Fiammetta Colette Invernizzi Nicosia
“Ricucire” restituisce l’immagine di una necessità di avvicinare due lembi di territorio e di pelle, di pensiero e di visione verso il futuro. Come per una ferita, per cui, punto dopo punto, il male viene arginato in una cicatrice indolore. Con cura, senza fretta. Al contrario di una corsa all’uso, di una fuga verso il volgere lo sguardo dalla parte opposta. Non curarsi di ciò che è passato. «Il tempo contemporaneo non produce rovine ma solo macerie», scriveva Marc Augé, «non ne ha il tempo». Per i confini accade la stessa cosa.
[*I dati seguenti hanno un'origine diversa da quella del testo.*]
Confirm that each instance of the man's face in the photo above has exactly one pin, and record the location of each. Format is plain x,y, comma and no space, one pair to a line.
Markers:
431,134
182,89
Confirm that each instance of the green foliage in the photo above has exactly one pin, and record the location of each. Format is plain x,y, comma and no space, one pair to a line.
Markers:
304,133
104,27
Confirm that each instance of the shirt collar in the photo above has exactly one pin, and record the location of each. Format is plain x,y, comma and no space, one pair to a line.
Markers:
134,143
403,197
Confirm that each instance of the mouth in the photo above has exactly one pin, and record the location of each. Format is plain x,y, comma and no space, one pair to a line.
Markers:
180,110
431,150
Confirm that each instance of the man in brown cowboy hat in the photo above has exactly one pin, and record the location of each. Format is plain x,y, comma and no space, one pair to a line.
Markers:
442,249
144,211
Il tempo insufficiente per la cura adeguata, la necessità di un «andare oltre». Chaque civilisation a les ordures qu’elle mérite, scrisse Georges Duhamel al ritorno da un viaggio negli Stati Uniti tra il 1929 e il 1930. Ogni civiltà ha la spazzatura che si merita.
Nei successivi novant’anni al feticismo delle merci (già teorizzato da Karl Marx) sono seguiti il boom economico degli anni 50 e 60. Lo sviluppo della commercializzazione dei beni di consumo degli anni 70-80. La terza rivoluzione industriale, globalizzazione e normalizzazione di un gesto legato all’acquisizione indiscriminata di beni – spesso non necessari – definiti consumismo contemporaneo. L’effetto più grande di questa catena di eventi? Generazione di rifiuti, di confini dimenticati, di architetture mute dal sapore di maceria, esseri umani sbiaditi, sagome senza nome.
Fantasmi abitanti di luoghi fantasma, sempre posizionati in un «tra» qualcosa e qualcos’altro. Avanzi. Spazi vuoti-incerti come luoghi che hanno cessato di svolgere la funzione per cui sono stati realizzati e ora sono caduti in uno stato di sospensione. Avanzi. In quanto prodotti in una società che considera i rifiuti la propria religione, rappresentano una risorsa straordinaria. Non solo in grado di svolgere nuove funzioni senza produrre ulteriore consumo di suolo, ma anche considerati custodi della memoria umana.
Come vecchi libri, conservando le loro vecchie copertine a memoria del loro passato, gli edifici abbandonati di confine possono essere rinnovati dall’interno. Nidi contemporanei, capaci di adattarsi al modo di vivere. Capaci di produrre nuovi spazi per relazioni. «Un modo semplice per conoscere una città o un luogo». «Cercare di capire come in quella realtà si lavora, come si ama e come si muore». Diceva Albert Camus nel La Peste. Fin troppo spesso i resti architettonici hanno il potere di racchiudere tutta la complessità di una narrazione antropologica dell’uso degli spazi interni. Uniche e pronte per essere ascoltate, accolte e riportate alla luce.